703. Sem título - Capítulo 1
Era um homem tímido. Apesar dos seus 38 anos de idade aparentava menos de trinta. Uma vida regrada, sem álcool, sem cigarros, sem drogas e sem mulheres. O pai tinha-lhe deixado o suficiente para não ter de se matar a trabalhar. As suas saídas de casa resumiam-se a algumas reuniões na fábrica com os contabilistas e com o primo-irmão a quem tinha confiado a gerência do negócio, e a ida ao ginásio ou ao parque, correr para manter a forma. O desejo sexual acorre-lhe tardiamente e diziam os amigos, poucos na verdade que restavam do seu tempo de faculdade, à boca pequena como convém, que seria virgem. Naquele dia fechou a carta e foi entregá-la em mão à secção de anúncios do jornal. No dia seguinte pode ler, em letra de forma “Jovem, culto, bom rendimento, procura mulher inteligente para troca de correspondência. Assunto sério. Resposta ao apartado…”. Não teria sido capaz de escrever um texto nem mais ousado, nem mais discreto. Seria aquele e pronto.
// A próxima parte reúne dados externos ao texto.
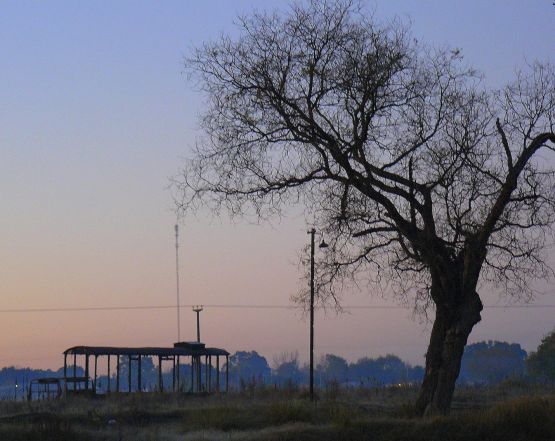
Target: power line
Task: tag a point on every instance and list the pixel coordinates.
(236, 306)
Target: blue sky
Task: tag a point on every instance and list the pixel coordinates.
(97, 114)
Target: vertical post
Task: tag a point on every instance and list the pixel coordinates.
(87, 372)
(206, 374)
(199, 373)
(218, 373)
(129, 374)
(177, 281)
(173, 374)
(178, 374)
(312, 232)
(95, 368)
(117, 373)
(192, 374)
(209, 373)
(227, 373)
(198, 310)
(160, 385)
(139, 376)
(109, 379)
(74, 370)
(65, 373)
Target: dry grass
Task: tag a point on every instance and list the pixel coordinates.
(379, 415)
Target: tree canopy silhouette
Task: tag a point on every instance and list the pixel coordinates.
(417, 173)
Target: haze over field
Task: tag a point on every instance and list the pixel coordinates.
(96, 117)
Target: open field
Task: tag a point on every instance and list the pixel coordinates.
(510, 412)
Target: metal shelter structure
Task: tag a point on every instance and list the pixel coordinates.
(194, 352)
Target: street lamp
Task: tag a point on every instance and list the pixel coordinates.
(323, 244)
(198, 310)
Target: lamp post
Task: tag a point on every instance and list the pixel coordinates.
(198, 310)
(312, 232)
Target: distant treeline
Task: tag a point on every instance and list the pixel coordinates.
(483, 363)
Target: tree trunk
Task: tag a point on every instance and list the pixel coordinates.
(452, 326)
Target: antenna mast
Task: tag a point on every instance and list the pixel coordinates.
(177, 281)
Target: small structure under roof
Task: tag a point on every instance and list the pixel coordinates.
(193, 352)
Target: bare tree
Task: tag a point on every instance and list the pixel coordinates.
(417, 173)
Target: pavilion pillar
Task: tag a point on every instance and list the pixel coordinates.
(95, 370)
(218, 373)
(192, 374)
(199, 373)
(109, 380)
(227, 373)
(74, 370)
(139, 376)
(173, 373)
(117, 373)
(209, 373)
(87, 372)
(160, 385)
(178, 374)
(65, 373)
(129, 374)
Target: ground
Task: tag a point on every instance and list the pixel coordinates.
(512, 411)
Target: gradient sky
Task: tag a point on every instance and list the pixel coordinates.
(96, 115)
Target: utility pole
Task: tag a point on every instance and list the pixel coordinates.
(198, 310)
(312, 232)
(177, 282)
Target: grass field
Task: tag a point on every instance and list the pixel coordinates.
(511, 412)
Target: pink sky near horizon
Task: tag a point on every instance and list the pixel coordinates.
(97, 116)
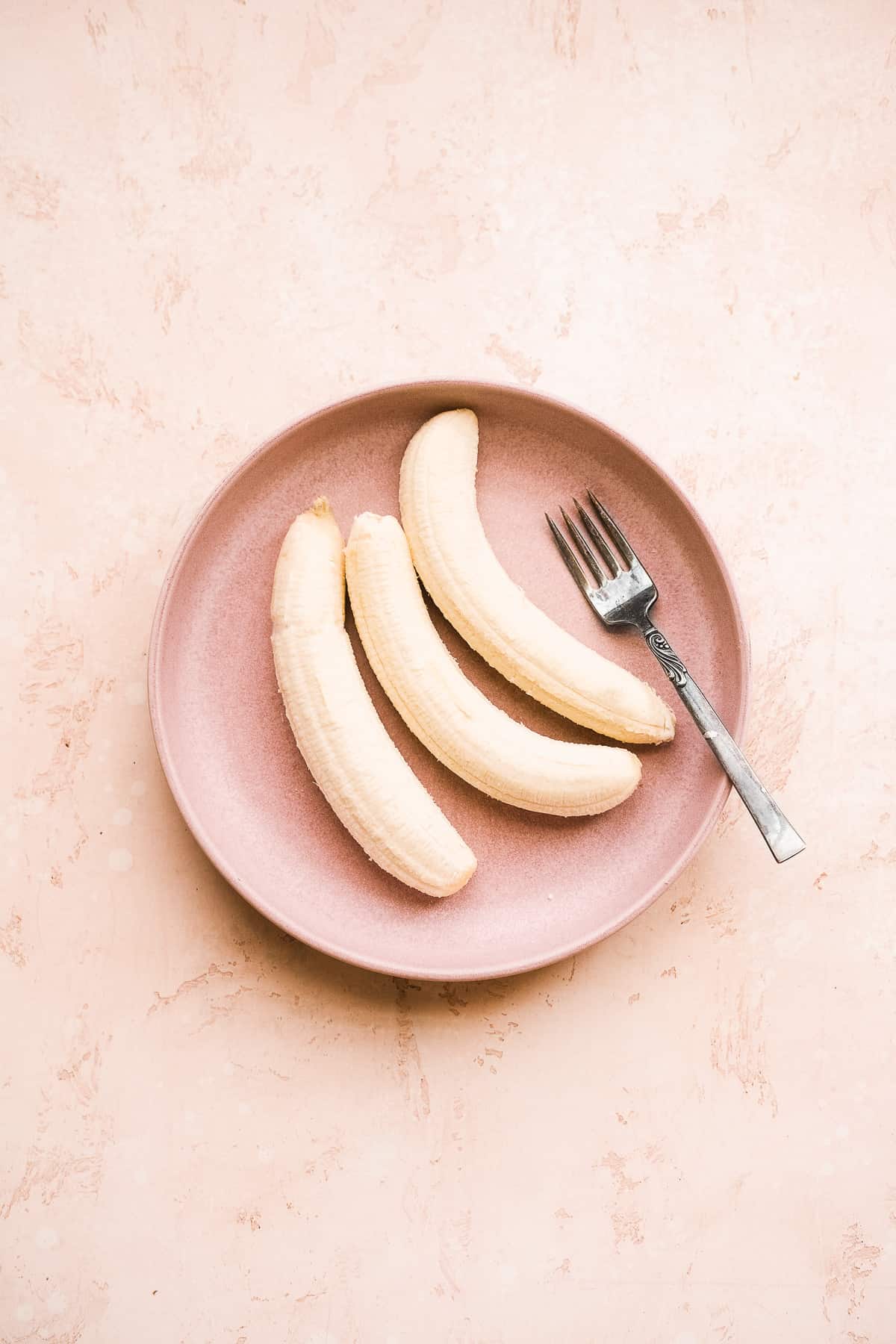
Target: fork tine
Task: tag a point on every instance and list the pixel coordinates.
(566, 551)
(597, 537)
(622, 546)
(585, 550)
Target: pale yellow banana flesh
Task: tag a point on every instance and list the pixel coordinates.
(467, 584)
(448, 712)
(354, 761)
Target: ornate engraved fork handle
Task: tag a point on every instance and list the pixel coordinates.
(775, 830)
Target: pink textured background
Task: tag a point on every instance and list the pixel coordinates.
(213, 220)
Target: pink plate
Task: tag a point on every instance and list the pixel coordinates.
(546, 886)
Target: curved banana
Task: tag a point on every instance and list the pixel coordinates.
(354, 761)
(448, 712)
(467, 584)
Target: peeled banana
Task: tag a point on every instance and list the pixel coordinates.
(447, 712)
(354, 761)
(467, 584)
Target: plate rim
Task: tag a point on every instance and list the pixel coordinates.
(292, 927)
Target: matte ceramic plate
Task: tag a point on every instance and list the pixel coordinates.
(546, 886)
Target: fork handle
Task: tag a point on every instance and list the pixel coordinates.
(773, 824)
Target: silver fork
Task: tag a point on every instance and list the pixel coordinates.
(623, 596)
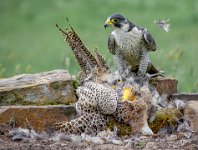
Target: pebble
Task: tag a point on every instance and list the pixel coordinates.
(97, 140)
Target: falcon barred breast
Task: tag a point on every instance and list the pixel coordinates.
(130, 45)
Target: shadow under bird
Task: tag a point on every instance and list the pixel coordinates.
(130, 44)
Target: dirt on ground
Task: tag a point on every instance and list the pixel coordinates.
(181, 140)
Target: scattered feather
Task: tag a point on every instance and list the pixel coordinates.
(163, 24)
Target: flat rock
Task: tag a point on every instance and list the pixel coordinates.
(165, 85)
(191, 114)
(53, 87)
(40, 118)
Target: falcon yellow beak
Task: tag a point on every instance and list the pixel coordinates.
(108, 23)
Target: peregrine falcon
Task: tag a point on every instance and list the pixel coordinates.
(130, 45)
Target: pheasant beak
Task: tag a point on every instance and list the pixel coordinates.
(108, 23)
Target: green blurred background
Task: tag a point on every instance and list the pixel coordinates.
(30, 42)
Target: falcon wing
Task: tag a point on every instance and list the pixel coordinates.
(112, 44)
(149, 41)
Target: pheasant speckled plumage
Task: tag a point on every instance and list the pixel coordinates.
(97, 100)
(83, 56)
(130, 45)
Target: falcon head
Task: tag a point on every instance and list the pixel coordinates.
(118, 21)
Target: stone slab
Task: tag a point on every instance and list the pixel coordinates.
(40, 118)
(53, 87)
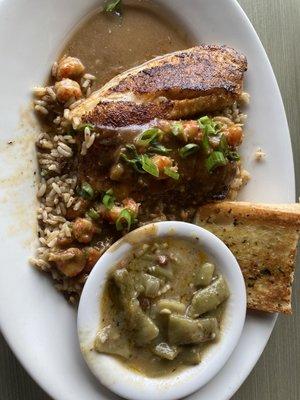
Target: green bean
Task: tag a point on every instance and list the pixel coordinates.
(191, 355)
(173, 306)
(183, 330)
(204, 274)
(151, 285)
(210, 298)
(109, 341)
(165, 351)
(161, 272)
(143, 327)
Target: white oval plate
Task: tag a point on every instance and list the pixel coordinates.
(128, 383)
(37, 322)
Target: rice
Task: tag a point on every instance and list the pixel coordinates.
(56, 190)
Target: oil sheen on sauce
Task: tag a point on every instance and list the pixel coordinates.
(107, 44)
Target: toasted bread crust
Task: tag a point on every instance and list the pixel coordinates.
(264, 240)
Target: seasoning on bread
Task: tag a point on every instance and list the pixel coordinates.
(263, 238)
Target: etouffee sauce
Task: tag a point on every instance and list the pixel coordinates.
(149, 312)
(108, 45)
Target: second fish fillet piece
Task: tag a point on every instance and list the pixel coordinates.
(174, 86)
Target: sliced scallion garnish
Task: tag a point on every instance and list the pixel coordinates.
(214, 160)
(109, 199)
(233, 156)
(149, 166)
(188, 150)
(171, 173)
(92, 213)
(125, 220)
(177, 128)
(206, 144)
(148, 136)
(208, 125)
(158, 148)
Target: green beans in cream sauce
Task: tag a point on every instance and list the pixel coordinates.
(162, 307)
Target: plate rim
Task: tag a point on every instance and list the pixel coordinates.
(10, 341)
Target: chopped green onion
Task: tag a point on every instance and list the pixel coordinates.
(206, 144)
(204, 121)
(177, 128)
(113, 6)
(92, 213)
(171, 173)
(149, 136)
(158, 148)
(109, 199)
(83, 126)
(86, 191)
(126, 217)
(223, 145)
(188, 150)
(149, 166)
(233, 156)
(208, 125)
(214, 160)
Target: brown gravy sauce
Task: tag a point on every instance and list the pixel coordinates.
(108, 45)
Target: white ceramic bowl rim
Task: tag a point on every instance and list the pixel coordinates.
(110, 372)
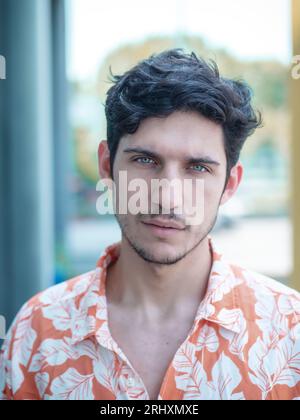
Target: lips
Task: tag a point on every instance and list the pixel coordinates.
(170, 224)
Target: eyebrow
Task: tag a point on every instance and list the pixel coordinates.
(189, 159)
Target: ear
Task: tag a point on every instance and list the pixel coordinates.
(104, 160)
(233, 182)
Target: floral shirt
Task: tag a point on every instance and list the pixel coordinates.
(244, 343)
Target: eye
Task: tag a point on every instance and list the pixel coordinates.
(200, 168)
(144, 160)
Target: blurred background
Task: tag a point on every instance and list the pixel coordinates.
(57, 56)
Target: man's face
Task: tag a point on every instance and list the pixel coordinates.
(163, 148)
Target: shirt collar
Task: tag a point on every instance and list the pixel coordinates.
(219, 305)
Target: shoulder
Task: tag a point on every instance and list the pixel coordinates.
(55, 304)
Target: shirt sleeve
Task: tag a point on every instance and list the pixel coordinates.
(15, 354)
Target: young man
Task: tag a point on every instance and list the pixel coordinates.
(163, 315)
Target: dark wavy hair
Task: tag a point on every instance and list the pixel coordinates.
(177, 81)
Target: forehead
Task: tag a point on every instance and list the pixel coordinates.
(177, 135)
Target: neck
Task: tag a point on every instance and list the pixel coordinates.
(155, 292)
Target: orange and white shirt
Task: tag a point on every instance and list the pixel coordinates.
(244, 343)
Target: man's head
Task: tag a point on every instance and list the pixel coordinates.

Foi uma semana de expectativas. As idas ao apartado dos correios passaram a fazer parte, agora, das poucas saídas diárias. Impreterivelmente às quatro da tarde fazia o seu curto passeio a pé percorrendo os oitocentos metros que o separavam da moradia à estação postal. Alguns dias passaram sem que o seu apelo tivesse tido consequência. Atraso nos correios, pensou. Até que começaram a chegar as desejadas respostas. Retirou as três cartas que a pequena gaveta continha, colocou-as meio envergonhado no bolso do blusão e ao contrário do que a sua ansiedade faria supor, só as abriria à noite, em casa. Dirigiu-se a uma esplanada próxima, sentou-se, pediu uma água mineral sem gás e começou a olhar o horizonte.